TRGP — LADDER vs PRICE TENSION: ACCU ladder (EME) with 7 max consecutive days says accumulation. But price −0.89% on Day 6 = ladder not yet reflected. Options BULL (+$450K) but 81% near-term = OpEx mechanics, not structural. $257M DP with 6/10 divergent days = labels unreliable at OpEx. Only the ladder is a clear signal, and it says accumulation despite messy daily tape. Post-OpEx, if the ladder holds and price bounces, it's a bullish setup for Week of 03/23.
OKE — MASSIVE NEGATIVE GAMMA (−16.17): DP ACCUM (+0.93%). Options BULL MOD but 79% near-term = OpEx noise. GEX reading −16.17 = dealers SHORT at size. This means when OKE moves, dealers amplify the move (negative gamma). If OKE rallies, dealers cover shorts = acceleration. If OKE declines, dealers liquidate = acceleration down. The magnitude of the GEX reading (−16.17) is the largest negative in midstream. OKE is a dealer-amplified vehicle post-OpEx.

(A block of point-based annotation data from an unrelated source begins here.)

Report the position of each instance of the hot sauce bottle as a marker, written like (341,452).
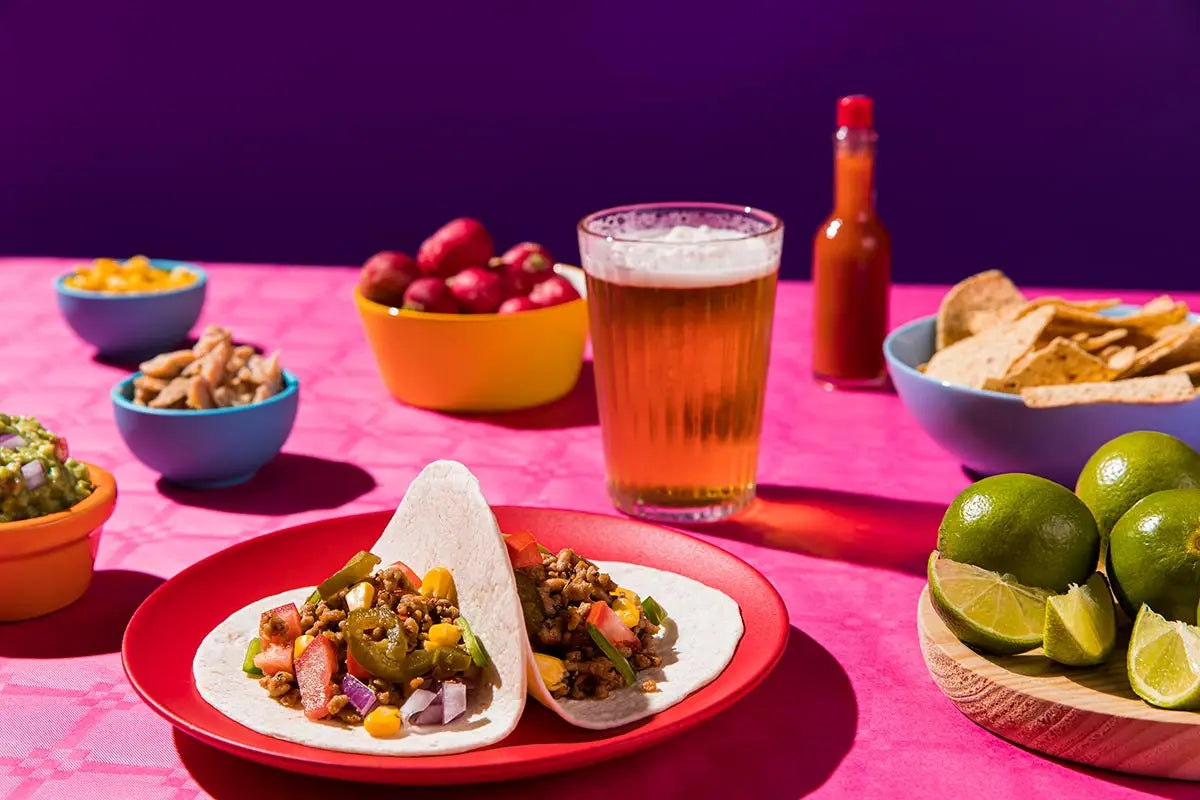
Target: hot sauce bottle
(851,262)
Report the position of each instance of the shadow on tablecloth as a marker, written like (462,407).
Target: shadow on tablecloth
(291,483)
(843,525)
(90,626)
(576,409)
(784,740)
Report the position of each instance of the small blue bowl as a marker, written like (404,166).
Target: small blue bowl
(135,325)
(995,432)
(210,449)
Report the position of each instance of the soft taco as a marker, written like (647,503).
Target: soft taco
(610,643)
(409,649)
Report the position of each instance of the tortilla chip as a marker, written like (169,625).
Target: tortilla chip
(1062,361)
(976,305)
(1181,347)
(990,354)
(1123,359)
(1095,343)
(1158,389)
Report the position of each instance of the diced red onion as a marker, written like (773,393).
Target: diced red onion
(34,475)
(454,702)
(417,703)
(361,696)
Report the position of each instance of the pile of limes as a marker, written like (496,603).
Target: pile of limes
(1018,557)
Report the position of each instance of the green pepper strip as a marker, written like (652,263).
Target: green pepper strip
(357,569)
(478,654)
(619,661)
(655,613)
(531,602)
(247,663)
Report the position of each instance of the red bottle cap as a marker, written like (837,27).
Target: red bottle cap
(856,112)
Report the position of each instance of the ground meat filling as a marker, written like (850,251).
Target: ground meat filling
(568,584)
(418,614)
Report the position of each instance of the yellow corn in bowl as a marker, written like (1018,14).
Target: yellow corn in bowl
(479,362)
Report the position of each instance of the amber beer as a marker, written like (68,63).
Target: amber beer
(681,349)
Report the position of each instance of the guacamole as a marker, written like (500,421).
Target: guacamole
(37,477)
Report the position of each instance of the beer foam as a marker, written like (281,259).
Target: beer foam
(682,257)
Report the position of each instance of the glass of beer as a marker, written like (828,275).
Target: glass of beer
(681,299)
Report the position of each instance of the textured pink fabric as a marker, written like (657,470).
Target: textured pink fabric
(852,493)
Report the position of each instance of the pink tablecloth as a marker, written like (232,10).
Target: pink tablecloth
(852,493)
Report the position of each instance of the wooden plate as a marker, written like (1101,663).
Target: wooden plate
(1085,715)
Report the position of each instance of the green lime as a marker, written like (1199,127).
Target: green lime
(1025,525)
(1081,625)
(988,611)
(1132,467)
(1163,661)
(1155,555)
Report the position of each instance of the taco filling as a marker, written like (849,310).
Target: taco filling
(371,647)
(588,635)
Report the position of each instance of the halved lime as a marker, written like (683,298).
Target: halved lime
(1081,625)
(987,609)
(1164,661)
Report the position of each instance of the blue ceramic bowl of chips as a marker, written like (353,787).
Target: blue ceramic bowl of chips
(133,325)
(207,449)
(995,432)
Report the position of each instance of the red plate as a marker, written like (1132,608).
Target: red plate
(165,632)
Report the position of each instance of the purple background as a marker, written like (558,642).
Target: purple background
(1050,138)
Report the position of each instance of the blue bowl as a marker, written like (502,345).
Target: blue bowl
(209,449)
(995,432)
(135,325)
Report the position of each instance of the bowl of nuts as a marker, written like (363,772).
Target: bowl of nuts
(133,308)
(208,416)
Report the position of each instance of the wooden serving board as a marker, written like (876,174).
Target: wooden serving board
(1086,715)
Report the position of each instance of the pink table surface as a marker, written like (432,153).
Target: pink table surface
(851,497)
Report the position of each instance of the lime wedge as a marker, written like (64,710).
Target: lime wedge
(1081,625)
(1164,661)
(985,609)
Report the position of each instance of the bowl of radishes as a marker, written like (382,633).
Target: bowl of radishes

ET, WMB, CTRA — MIX OF SIGNALS: ET: DP ACCUM but DIST ladder. Options BEAR ($320K Apr 19P bought). Mixed. WMB: No options flow, DP DIST (−2.23%, $378M). Just selling. CTRA: DP ACCUM (+0.21%), options BULL but tiny ($194K), DIST ladder. Same pattern as ET: DP buys, ladder sells = tension.
AR — MOST NEGATIVE GEX IN SECTOR (−28.59): GEX reading is extreme. Natgas name. DP DIST (−0.48%, $28.5M SLOW tape = HIGH reliability). Options BEAR ($200K Aug 45C sold). If AR moves, dealers amplify in either direction but especially down (DIST + GEX alignment). Natgas under quiet pressure. Dealers and DP are aligned to sell.
☢️ Nuclear — OPEX LIQUIDATION BUT BIFURCATED BUYERS
THE NUCLEAR ROUT: Day 6 sub-group average −5.7%: UEC −8.96%, LEU −8.94%, UUUU −6.53%, DNN −5.40%, BWXT −4.94%, CCJ −4.74%, SMR −4.59%, OKLO −1.32%. This is NOT fundamental deterioration — it's OpEx liquidation of speculative positions accumulated during 2026's nuclear hype. Policy Theme #7 (nuclear power support) is INTACT. But the mechanics of OpEx (quadruple witching, put delta expiry −$25.8B) forced forced liquidation of Call-heavy positions that were built Day 1-5.
THE SPLIT WITHIN NUCLEAR: Institutions bifurcated into buyers and sellers:
• INSTITUTIONAL DIPPERS: OKLO (+$2.8M BULL, Jan'27 75C), UUUU (+$370K BULL, Jul $12C), SMR (+$300K BULL, puts sold at $13 floor). These traders are buying the OpEx-created dip with DATED calls (Jan'27, Jul, Apr-May). This is not panic liquidation — it's opportunistic bottom-fishing with conviction calls.
• INSTITUTIONAL SELLERS: BWXT (100% calls sold = pure exit, −$462K, no shorting), LEU (3 consecutive bearish days, $14M put buying, systematic short), DNN (bearish). These names are experiencing fundamental or structural reassessment, not just OpEx noise.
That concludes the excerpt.